Nice writeup, I wasn't aware of the new params. BTW: Your first RegExp example only requires one letter.
Thanks Anj, I just updated it to say one letter, thats what I had meant to write, but wrote two somehow?
Pete, Don't forget the new XML type as well.
Thanks Rob, the xml type was not listed in the History section in the docs, I Added a comment so they can fix it. I pulled my list of new types from the history section.
This is great but how do you trap input validation errors and create a friendly output message for the user that tells them specifically what problems were encountered?
Robert, One option (actually, the option that I am considering doing) would be to write a custom tag called <cf_param>. <cf_param> would have all of the same attributes as <cfparam>. Inside the cf_param tag, you would have a variation on the following theme: A try/catch block that would try the cfparam, catch any exceptions, and then display an elegant error message (if any are caught).
Neil, that sounds like a viable solution. I always wondered how other people did their validation. I still don't know that I like the idea of having validation errors basically generating runtime exceptions that have to be caught and handled. I have created an InputValidator component with methods such as (void) CheckRequiredField(), (void) CheckFieldFormat(), (void) CheckFieldType(), (void) CompareFields(), (void) CheckFieldRegEx(). I set a check on all the fields and then I run (bool) Validate() to see if all the fields are validated. After Validate() is run I can use (string) GetErrorMessage() and (struct) GetErrorFields() and can format my output based on this. I have found it to come in handy and save me coding time. I have a custom tagset for form inputs (cfform has been a dog mostly - don't know about CFMX7 though) that will accept the struct from GetErrorFields and will mark the input label's as red for those fields. It actually results in very little code and allows me to give the user a helpful message and helpful cues (by marking the offending inputs' labels). I'm actually suprised that ColdFusion does not offer more built-in functionality to handle all this as it seems to be a pretty standard task.

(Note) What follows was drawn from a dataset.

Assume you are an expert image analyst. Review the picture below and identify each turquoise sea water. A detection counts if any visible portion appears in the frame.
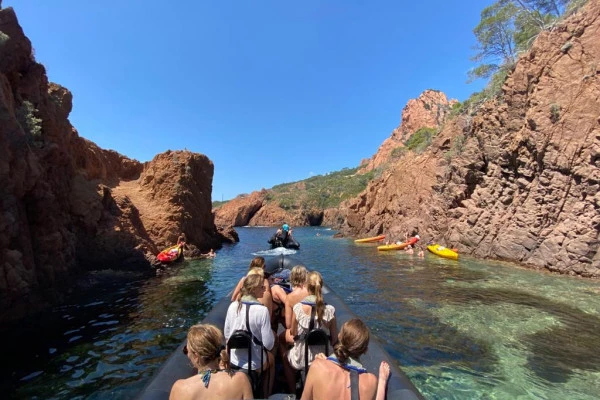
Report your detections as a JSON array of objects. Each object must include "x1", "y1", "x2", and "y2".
[{"x1": 1, "y1": 228, "x2": 600, "y2": 399}]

Guys, you might want to checkout the new IsValid function in CFMX 7 as well, see my post:
As I mentioned on the isValid post: Bravo. Well done. And about time. This will effectively make about 10 of my custom tags obsolete.
Take a look at this system -- not for CFMX, but wondering if it would be worth porting it. Been studying CFMX for a new project, and been looking for something like AutoValidate. It provides secure server-side validation but allows rules for that validation to created in the form itself. saving massive amount of time. Have a look at the docs for a full explanation.
So, how do you use CFPARAM to actually check validate a form? You only show how to use the tag but now an example with a form.